The category’s not dead — it’s full. Spunky uptempo power-pop by female artists isn’t quite the juggernaut that it was in the years immediately after “Since U Been Gone,” when even Paris Hilton briefly got on board. But the female power-pop spotlights that do exist now belong to other artists, both core (Taylor Swift) and recently minted (Meghan Trainor). In fact, it was after Clarkson stumbled with My December that P!nk’s top 40 resurgence showed just how quickly that hole could be filled.
There is some trepidation about mainstream pop. Few markets supported two top 40 stations when “Since U Been Gone” broke through. These days, most markets have two and, in most cases, the second top 40 tends to lean more rhythmic, which has definitely been reflected in top 40’s recent resistance to pop/rock. “I’m certain if the record had an EDM feel, it would have got more love,” tweets reader Brian Woodward.
Clarkson now has history as an “adult” artist. Fergie and Gwen Stefani were returning to mainstream top 40 after long absences between projects. In that same time, Clarkson had released singles like “Catch My Breath” and “People Like Us” that turned out to be bigger hits for adult top 40 and even mainstream AC. It wasn’t unprecedented for some mainstream PDs to hand her music off to the adult sister station.

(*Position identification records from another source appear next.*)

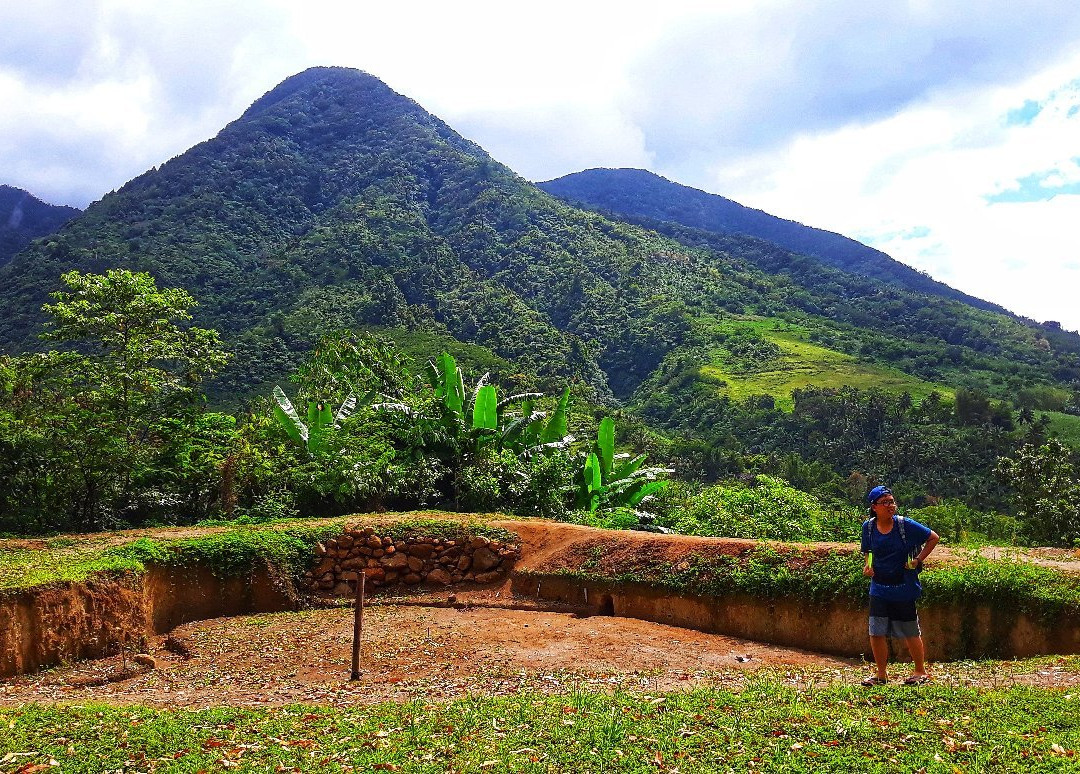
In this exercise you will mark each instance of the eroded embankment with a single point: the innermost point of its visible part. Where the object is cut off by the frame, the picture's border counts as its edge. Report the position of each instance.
(99, 616)
(805, 596)
(808, 596)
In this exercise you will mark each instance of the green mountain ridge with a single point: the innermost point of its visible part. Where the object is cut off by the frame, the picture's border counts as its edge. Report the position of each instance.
(629, 192)
(24, 218)
(335, 202)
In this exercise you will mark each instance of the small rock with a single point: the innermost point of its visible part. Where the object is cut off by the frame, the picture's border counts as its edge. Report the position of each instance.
(440, 576)
(394, 561)
(421, 551)
(484, 559)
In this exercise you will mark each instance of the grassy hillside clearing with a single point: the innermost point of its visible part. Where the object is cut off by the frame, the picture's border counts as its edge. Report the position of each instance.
(1065, 426)
(817, 572)
(770, 724)
(802, 364)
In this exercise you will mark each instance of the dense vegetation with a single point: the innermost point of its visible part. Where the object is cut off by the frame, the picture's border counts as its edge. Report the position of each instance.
(640, 193)
(768, 725)
(339, 233)
(24, 218)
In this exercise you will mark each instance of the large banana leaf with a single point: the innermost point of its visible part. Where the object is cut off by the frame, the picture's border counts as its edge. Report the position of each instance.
(485, 409)
(285, 413)
(605, 446)
(628, 469)
(320, 418)
(557, 426)
(593, 481)
(643, 490)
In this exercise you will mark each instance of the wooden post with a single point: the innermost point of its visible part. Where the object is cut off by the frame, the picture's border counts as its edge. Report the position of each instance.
(358, 624)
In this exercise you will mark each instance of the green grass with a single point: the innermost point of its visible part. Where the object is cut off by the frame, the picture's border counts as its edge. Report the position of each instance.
(802, 364)
(1065, 426)
(286, 545)
(57, 561)
(777, 571)
(768, 725)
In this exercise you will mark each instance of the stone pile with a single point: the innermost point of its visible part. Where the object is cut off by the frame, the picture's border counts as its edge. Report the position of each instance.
(416, 559)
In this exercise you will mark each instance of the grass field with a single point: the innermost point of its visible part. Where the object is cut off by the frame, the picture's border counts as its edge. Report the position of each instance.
(804, 364)
(1065, 426)
(770, 724)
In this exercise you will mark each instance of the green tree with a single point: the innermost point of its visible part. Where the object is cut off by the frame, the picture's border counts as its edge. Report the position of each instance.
(1047, 484)
(115, 425)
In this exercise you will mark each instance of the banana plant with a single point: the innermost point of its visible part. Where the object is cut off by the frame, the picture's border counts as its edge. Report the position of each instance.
(487, 419)
(312, 434)
(607, 479)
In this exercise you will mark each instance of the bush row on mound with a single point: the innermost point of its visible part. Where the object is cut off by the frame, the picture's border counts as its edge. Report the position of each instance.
(409, 559)
(775, 571)
(288, 550)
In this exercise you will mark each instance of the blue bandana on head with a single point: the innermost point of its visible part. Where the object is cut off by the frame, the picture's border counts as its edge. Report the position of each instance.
(876, 493)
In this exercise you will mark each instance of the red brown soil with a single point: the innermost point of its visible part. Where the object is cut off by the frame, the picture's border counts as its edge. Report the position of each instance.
(414, 647)
(422, 647)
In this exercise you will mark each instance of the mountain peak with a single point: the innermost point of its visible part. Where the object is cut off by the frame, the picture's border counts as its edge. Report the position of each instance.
(313, 79)
(24, 218)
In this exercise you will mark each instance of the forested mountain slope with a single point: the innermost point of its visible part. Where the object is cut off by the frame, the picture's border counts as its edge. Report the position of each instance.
(24, 218)
(335, 202)
(639, 192)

The top 40 revival is long-running enough for the format to “graduate” an artist. Historically, a turnover in core artists has tracked with either a downturn or rebound in top 40’s fortunes. This time, a format that usually puts together five good years at a stretch has been going strong for ten. Not everybody is positive about the state of top 40 music in any given week, but the traditional signs of a format decline – other formats clearly have hotter music; top 40 isn’t creating its own music; stations are fleeing the format, even if they have no competition – aren’t there. In other words, it’s the first time in recent memory that a format’s hot streak has had a chance to outlast the artist who helped create it.